We should really try to set things up so the AssemblyGraph holds this data directly (or maybe have another class hold it, idk): this would simplify the process of setting and getting data alike, and would make pattern detection, layout, rotation/scaling, and data exporting insanely easier.
Necessary things for this system
Easy iteration: No need to manually do DFS on the graph's patterns or whatever in order to find all the edges. Should be easy to just go through all edges in the graph and get their data.
Easy to update internal data: Should be easy to say that a node / edge / etc. is now "in a pattern". Should be easy to get both the original source/target of an edge and the source/target of an edge in the decomposed digraph, as well as to find edge(s) based on these adjacencies.

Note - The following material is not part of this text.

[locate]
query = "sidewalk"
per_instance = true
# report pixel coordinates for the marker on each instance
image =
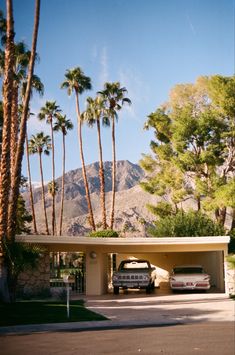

Allows for multi-edges: not necessarily in the original graph, but definitely in the decomposed digraph. At the very least, this shouldn't fail silently when trying to add a node/edge that already exists -- it should fail extremely loudly, so that #202-esque bugs don't happen again.
Nice-to-haves
Separation of user-specified data and internal data: having stuff like user-defined fields named x shouldn't cause a problem. (This will be harder than it seems, since we'll have to fix this kinda stuff both in the python and JS code... For now being overly restrictive is the easiest solution.)
This is one of those things I skipped over while trying to get the new version out, but it'd be really good to add in when I get some time. With #202 rearing its head, now might be a good time to sort this junk out.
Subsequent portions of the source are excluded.